Dissimilar PTH, gastrin, and ionized calcium response to oral peptones in normocalcemic primary hyperparathyroidism, hypercalcemic primary hyperparathyroidism and normal subjects
Maurizio Bevilacqua1, Marco Invernizzi2, Stefano Carda2 & Carlo Cisari2,3
It has been hypothesized that primary hyperparathyroidism (PH) has a biphasic disease course. During the first phase hypercalcemia is not yet present. Subsequently, the second phase starts with the development of hypercalcemia. In an attempt to identify differences in the calcium regulating hormonal handling in the clinical setting, we evaluated the hormonal responses of gastrin, PTH, phosphate and ionized calcium to oral peptones (a mixture containing L-amino acids with known CaSR-activation properties) in patients with normocalcemic PH (PH-N) and hypercalcemic PH (PH-H) compared to a control group of healthy subjects.
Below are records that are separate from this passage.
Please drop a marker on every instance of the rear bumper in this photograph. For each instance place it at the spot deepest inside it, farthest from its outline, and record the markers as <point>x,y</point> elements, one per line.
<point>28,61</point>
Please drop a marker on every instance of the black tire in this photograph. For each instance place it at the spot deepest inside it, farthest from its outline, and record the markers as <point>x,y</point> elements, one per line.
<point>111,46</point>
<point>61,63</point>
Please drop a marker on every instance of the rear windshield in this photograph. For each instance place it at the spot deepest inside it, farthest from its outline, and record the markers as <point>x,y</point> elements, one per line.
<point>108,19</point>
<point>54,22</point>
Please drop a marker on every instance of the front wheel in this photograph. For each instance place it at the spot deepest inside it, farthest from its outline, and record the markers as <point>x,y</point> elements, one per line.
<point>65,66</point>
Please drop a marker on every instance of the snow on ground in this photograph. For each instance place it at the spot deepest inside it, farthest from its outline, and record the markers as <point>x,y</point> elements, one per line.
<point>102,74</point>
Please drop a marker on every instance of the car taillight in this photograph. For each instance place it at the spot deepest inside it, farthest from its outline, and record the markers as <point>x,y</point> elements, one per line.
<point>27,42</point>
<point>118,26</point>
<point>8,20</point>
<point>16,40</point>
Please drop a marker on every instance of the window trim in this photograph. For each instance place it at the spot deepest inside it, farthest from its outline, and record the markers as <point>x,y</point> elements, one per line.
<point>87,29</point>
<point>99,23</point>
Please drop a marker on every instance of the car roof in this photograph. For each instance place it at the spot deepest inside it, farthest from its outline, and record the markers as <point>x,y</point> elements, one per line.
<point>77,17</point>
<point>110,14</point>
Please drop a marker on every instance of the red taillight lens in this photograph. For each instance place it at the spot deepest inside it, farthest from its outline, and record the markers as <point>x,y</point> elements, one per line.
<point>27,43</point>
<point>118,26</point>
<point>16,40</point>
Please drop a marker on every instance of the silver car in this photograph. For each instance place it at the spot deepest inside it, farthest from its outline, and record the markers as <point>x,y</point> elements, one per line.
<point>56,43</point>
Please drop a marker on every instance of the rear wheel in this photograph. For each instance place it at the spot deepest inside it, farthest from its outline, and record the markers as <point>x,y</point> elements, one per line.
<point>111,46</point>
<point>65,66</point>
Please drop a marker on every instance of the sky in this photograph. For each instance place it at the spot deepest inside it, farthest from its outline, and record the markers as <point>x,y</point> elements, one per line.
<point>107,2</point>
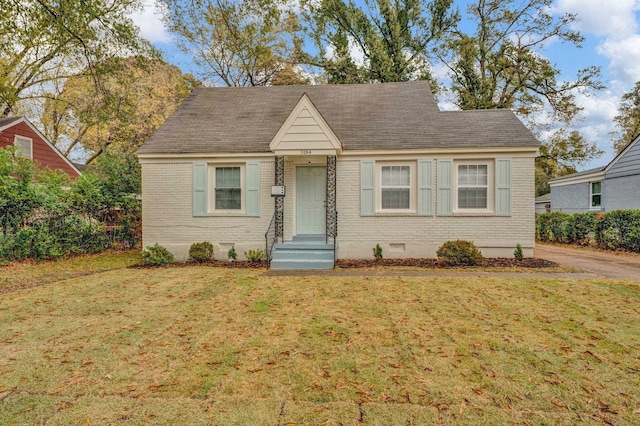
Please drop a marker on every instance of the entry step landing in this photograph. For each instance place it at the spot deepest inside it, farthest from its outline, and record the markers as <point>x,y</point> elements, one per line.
<point>303,252</point>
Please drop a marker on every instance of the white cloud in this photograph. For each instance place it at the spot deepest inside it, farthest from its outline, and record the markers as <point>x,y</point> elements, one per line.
<point>150,23</point>
<point>624,57</point>
<point>615,22</point>
<point>615,25</point>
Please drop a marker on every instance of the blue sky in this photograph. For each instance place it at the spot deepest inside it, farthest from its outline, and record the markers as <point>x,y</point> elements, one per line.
<point>612,41</point>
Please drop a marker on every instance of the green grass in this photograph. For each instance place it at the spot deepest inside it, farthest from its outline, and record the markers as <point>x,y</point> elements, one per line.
<point>201,345</point>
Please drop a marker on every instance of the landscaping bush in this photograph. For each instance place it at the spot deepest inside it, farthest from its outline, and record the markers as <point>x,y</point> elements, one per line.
<point>232,255</point>
<point>619,229</point>
<point>377,252</point>
<point>614,230</point>
<point>201,252</point>
<point>255,255</point>
<point>517,253</point>
<point>156,255</point>
<point>459,252</point>
<point>44,215</point>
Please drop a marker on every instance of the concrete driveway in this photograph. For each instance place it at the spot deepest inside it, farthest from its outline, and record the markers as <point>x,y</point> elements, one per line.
<point>603,264</point>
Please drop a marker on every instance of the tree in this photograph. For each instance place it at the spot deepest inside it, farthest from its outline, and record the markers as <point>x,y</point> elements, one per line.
<point>45,41</point>
<point>133,102</point>
<point>234,42</point>
<point>289,75</point>
<point>393,37</point>
<point>561,155</point>
<point>500,65</point>
<point>628,119</point>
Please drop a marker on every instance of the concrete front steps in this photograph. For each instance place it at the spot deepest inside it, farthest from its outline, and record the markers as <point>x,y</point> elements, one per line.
<point>304,252</point>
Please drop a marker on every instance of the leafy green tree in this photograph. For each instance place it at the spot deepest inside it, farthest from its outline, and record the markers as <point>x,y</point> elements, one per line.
<point>628,119</point>
<point>135,99</point>
<point>46,41</point>
<point>500,64</point>
<point>235,42</point>
<point>561,155</point>
<point>18,197</point>
<point>393,37</point>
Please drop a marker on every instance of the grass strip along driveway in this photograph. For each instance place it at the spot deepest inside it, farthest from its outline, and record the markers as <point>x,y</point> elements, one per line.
<point>202,345</point>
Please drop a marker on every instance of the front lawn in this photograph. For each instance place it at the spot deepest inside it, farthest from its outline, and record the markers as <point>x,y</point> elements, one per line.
<point>203,345</point>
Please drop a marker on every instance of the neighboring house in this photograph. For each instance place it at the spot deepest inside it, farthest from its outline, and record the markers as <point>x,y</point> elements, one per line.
<point>358,165</point>
<point>543,203</point>
<point>615,186</point>
<point>19,132</point>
Fifteen PH-H patients, fifteen PH-N patients and 30 healthy controls were enrolled. Both controls and patients had normal renal function and normal 25(OH) vitamin D serum levels. The inclusion criteria for PH-N patients were: presence of high serum levels of intact PTH, serum ionized calcium levels in the high normality range and absence of potential causes of secondary hyperparathyroidism. All subjects performed a peptone-meal test (10 g Liebig meat extract diluted in 250 ml of 0.9% saline) and subsequent blood samples collected every 15 min for 2 h. Ionized calcium, phosphate, gastrin and PTH levels were evaluated.
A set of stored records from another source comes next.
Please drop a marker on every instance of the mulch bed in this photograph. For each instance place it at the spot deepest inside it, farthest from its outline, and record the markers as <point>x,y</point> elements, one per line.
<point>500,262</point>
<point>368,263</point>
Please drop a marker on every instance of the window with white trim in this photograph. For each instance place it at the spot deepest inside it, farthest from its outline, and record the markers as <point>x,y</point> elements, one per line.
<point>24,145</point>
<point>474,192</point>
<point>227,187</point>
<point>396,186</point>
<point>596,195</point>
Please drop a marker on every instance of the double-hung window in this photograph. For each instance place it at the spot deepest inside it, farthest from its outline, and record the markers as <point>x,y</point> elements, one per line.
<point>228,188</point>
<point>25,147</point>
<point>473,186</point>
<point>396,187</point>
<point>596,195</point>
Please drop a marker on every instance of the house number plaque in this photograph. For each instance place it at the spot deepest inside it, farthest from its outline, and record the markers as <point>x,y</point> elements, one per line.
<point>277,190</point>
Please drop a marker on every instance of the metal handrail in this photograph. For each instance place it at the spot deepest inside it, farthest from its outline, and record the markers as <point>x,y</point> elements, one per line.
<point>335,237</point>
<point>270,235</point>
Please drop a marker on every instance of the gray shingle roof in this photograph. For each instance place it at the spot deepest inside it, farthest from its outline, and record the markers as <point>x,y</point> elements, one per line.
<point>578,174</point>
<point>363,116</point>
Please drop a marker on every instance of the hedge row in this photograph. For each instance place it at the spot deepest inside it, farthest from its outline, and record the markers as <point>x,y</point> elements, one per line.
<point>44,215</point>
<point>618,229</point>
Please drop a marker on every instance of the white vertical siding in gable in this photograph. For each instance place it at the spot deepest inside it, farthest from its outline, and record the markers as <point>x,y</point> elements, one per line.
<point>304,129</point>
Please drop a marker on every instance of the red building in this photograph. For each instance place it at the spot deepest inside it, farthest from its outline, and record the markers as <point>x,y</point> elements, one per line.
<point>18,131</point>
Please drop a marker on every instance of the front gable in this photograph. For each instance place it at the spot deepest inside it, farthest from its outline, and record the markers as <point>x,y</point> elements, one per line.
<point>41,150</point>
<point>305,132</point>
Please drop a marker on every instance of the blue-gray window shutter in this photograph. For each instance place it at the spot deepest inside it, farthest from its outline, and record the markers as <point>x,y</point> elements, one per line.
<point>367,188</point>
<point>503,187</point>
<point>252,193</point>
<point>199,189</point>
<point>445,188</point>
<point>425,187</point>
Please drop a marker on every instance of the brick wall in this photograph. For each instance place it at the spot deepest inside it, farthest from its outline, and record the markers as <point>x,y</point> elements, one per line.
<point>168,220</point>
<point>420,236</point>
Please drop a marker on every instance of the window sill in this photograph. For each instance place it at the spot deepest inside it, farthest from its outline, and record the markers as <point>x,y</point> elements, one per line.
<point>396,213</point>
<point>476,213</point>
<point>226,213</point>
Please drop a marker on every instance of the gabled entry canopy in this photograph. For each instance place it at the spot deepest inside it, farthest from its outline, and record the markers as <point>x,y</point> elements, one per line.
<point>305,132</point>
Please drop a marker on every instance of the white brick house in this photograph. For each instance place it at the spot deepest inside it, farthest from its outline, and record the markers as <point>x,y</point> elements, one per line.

PTH increased significantly at 60 and 90 min after oral peptone load in PH-H patients and ionized calcium significantly decreased in PH-H patients since 60 min from oral peptone load. Controls and PH-N didnt show significant modifications in PTH and ionized calcium serum levels. The increase in gastrin levels in PH-H patients was about one-half the one observed in PH-N and controls.
These data suggest that in PH-N patients the CaSR-dependent pathway is still preserved and produces responses similar to those of healthy subjects. However, in the later phase of the disease a disregulation occurs, leading to altered response to peptones meal.